Page MenuHomePhabricator

Special:LanguageStats fails to update statistics in various cases
Closed, ResolvedPublic

Description

Special:LanguageStats turns unusable on Meta-wiki. It doesn't show the total amount of translated/untranslated messages, doesn't show some other messages' statistics and is generally slow and buggy. And extremely cluttered.

Generally the same applies to Special:AggregateGroups – this page works extremely slow. Yesterday I tried to organize some newly added translatable messages into new and existing message groups, but to add a single message name to an aggregate group I had to wait way too long.

Possible solutions:

  • Enable subgroups on Special:LanguageStats, which will reduce the clutter. E.g. there is an aggregate group called "Affiliates" and a separate group called "Wikimedia France" (there are also "Wikimedia Russia", "Wikimedia Chile", "Maithili Wikimedians User Group", etc.). "Wikimedia France" should be a subgroup of "Affiliates".
  • If this is possible, make all the aggregate groups collapsed both on Special:LanguageStats and on Special:AggregateGroups, and make their content load only after the "expand" link is pressed – that will make those pages load really fast, even for the users with a very slow connection.
  • If you have any other/better ideas, or if any of the above isn't possible to achieve, try to find some technical solution to address this issue.
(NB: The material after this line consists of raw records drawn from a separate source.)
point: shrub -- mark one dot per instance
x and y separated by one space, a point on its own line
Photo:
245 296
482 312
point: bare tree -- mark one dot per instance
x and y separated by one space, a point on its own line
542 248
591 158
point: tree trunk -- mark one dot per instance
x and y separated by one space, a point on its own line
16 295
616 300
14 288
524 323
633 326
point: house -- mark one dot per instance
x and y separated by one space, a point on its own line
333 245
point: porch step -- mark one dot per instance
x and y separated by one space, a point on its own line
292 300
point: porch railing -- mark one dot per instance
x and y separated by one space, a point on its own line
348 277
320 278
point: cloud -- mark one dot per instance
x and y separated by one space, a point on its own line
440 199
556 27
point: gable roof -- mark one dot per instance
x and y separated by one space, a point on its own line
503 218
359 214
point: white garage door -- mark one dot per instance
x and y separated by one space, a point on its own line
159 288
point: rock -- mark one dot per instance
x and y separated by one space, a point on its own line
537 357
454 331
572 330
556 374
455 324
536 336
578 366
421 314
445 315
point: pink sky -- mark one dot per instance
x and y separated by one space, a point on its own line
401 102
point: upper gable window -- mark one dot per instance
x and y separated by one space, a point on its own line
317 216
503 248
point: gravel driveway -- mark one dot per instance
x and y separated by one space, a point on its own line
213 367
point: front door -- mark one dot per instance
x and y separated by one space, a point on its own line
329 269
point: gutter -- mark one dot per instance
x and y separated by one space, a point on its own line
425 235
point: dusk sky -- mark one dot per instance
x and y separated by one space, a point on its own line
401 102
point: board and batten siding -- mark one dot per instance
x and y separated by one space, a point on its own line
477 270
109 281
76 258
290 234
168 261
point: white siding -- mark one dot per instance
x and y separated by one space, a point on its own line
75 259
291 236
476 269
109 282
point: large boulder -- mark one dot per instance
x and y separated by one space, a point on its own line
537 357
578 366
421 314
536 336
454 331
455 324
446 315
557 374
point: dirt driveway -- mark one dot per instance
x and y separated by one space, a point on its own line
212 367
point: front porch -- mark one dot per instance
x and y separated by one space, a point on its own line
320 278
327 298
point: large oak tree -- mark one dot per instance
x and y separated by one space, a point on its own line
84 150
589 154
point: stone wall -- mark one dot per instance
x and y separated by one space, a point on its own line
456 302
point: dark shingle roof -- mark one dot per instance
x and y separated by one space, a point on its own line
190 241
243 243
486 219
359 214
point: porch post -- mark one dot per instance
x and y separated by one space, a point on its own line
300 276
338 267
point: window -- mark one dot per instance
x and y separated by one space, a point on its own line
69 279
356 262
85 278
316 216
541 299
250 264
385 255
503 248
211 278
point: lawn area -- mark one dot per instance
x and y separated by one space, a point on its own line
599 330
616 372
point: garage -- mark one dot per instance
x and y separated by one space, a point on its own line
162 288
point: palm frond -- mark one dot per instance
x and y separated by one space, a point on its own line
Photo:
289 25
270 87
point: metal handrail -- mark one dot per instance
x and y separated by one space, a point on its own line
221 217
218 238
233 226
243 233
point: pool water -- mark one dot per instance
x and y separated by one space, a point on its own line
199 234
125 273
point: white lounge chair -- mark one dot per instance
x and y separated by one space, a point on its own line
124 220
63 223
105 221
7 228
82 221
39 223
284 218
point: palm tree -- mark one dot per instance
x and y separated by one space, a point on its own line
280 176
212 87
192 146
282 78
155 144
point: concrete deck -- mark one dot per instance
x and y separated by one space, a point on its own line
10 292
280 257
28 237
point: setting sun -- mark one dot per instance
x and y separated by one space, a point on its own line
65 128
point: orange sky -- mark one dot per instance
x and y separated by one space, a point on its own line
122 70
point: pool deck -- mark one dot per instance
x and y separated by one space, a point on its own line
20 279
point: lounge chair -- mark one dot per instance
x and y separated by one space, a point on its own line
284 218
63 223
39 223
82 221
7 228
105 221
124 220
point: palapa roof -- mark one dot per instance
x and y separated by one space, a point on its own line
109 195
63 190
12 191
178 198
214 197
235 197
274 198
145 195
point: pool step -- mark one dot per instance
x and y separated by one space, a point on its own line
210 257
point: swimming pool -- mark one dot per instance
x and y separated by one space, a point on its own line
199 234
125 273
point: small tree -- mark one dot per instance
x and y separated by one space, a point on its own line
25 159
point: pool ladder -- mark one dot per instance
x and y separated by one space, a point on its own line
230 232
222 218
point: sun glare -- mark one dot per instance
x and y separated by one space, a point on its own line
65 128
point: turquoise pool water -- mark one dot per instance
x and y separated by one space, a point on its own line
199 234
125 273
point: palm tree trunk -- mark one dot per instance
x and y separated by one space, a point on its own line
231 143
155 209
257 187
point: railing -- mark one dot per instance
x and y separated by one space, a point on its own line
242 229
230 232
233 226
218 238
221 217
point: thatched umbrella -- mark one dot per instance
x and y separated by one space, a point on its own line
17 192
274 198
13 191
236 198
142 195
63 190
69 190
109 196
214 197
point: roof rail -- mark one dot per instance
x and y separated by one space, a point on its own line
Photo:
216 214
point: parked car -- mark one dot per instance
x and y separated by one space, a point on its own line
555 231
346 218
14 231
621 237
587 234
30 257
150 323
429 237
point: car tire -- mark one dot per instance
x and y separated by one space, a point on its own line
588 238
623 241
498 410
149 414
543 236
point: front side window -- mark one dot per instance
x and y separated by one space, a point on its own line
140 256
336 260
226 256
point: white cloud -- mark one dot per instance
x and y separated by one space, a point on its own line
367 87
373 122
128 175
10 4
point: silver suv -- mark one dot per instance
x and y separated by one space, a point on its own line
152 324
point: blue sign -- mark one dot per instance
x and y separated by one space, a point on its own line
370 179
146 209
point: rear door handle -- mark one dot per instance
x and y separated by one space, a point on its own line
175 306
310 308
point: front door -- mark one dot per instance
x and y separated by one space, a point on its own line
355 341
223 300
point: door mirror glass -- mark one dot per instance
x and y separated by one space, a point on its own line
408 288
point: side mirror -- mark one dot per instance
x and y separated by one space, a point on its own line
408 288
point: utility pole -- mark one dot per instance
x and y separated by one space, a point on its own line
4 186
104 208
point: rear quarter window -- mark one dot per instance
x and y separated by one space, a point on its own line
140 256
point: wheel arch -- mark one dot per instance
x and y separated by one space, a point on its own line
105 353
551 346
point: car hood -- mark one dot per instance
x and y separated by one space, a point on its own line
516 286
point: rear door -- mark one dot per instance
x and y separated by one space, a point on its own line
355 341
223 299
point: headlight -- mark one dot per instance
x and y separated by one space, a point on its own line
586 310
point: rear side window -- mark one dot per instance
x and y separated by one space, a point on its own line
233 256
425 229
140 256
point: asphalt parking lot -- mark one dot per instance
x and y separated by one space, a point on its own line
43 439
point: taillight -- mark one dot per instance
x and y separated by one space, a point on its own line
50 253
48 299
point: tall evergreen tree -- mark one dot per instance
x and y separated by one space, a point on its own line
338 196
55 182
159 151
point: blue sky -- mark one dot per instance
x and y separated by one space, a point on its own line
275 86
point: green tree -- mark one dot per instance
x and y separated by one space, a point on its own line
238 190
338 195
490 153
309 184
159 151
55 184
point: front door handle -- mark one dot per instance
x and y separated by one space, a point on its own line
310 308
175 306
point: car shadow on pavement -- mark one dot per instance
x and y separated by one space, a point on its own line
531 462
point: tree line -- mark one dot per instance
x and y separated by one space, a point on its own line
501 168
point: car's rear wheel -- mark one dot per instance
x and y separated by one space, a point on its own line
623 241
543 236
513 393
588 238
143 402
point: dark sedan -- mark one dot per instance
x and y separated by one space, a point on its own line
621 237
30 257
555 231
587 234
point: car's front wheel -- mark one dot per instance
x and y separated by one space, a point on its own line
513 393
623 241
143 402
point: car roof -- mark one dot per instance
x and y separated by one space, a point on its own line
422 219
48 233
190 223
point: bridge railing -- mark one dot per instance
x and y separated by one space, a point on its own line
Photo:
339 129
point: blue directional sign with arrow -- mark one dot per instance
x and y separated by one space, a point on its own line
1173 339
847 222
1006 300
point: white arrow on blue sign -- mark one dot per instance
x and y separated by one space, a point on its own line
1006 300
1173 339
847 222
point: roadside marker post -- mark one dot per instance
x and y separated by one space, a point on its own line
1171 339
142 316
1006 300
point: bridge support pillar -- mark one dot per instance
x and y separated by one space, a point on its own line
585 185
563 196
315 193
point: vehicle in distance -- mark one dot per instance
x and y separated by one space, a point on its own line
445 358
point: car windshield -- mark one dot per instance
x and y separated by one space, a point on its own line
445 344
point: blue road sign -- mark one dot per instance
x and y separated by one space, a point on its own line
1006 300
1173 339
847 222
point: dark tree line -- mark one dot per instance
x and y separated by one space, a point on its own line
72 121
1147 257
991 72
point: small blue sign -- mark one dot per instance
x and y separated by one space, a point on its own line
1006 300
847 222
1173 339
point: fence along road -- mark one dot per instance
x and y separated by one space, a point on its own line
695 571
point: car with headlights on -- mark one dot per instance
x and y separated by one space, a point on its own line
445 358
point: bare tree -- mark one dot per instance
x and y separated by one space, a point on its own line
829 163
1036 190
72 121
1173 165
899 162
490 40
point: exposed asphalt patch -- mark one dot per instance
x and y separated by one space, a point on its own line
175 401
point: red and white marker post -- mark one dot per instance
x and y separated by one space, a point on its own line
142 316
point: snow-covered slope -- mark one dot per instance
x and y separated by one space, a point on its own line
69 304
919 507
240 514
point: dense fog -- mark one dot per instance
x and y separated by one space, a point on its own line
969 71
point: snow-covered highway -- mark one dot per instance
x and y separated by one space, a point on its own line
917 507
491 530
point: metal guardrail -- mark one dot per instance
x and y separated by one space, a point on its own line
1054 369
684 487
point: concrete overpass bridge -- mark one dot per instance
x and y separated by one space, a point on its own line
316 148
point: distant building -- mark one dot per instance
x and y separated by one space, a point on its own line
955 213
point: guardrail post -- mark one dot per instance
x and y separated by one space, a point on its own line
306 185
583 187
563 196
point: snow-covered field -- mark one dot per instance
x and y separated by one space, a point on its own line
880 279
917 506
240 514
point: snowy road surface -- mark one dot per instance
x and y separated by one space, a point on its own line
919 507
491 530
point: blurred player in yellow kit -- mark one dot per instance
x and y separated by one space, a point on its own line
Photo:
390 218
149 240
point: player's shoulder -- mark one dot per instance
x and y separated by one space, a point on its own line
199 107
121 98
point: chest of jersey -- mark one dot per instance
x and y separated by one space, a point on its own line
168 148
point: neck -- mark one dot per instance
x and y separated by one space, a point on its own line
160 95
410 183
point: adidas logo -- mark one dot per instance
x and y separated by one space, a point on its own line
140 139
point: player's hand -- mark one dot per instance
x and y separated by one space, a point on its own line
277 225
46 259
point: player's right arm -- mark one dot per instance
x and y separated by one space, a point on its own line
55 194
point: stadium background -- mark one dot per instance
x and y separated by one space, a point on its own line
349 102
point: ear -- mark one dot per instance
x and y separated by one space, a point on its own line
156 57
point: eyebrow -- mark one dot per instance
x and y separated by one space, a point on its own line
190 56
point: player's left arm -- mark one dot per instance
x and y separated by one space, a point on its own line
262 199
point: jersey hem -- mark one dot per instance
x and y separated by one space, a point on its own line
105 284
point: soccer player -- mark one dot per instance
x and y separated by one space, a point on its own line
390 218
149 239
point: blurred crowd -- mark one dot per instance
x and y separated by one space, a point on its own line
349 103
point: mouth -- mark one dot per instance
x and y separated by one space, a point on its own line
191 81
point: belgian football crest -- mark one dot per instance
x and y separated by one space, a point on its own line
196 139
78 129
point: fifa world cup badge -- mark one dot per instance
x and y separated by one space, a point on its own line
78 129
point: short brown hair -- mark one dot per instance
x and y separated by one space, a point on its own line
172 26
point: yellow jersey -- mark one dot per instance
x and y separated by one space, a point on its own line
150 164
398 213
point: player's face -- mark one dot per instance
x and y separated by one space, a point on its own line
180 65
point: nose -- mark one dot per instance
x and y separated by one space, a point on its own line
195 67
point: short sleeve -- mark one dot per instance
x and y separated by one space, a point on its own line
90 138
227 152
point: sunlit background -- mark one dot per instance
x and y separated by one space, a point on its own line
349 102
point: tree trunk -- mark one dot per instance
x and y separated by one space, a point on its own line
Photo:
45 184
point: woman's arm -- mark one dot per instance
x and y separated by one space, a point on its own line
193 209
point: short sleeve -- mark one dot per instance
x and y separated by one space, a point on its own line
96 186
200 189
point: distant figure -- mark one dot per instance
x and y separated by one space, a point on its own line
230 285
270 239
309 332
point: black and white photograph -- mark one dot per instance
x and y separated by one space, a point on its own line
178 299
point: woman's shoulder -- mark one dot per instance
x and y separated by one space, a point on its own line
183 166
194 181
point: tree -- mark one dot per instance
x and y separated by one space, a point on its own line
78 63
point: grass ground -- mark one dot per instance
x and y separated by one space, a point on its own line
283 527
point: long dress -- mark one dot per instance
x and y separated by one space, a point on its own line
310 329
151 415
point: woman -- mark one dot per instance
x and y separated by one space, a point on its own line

Currently the more new translatable messages arrive to Special:LanguageStats on Meta-wiki, the more useless it turns.

Event Timeline

Sometimes I need to purge Special:LanguageStats to update the statistics that doesn't want to update on its own. I do it this way:

  • I add ?&action=purge to the page url and press enter
  • if the purge was successful (sometimes there's an error) I press any of the message groups to open them in the translation system
  • then I return to Special:LanguageStats by manually typing it in the search field and press Enter.
  • there I get a red message saying "Some of the statistics on this page are incomplete. Please reload to get more statistics." I reload until it disappears. But if my connection is a bit slow, I get all or nearly all the message groups (including the 100% translated ones) with three dots instead of message count
    special18.jpg (768×1 px, 190 KB)
Nemo_bis renamed this task from Make Special:LanguageStats great again! to Make Special:LanguageStats load again.Mar 15 2017, 10:38 PM
Nemo_bis triaged this task as Medium priority.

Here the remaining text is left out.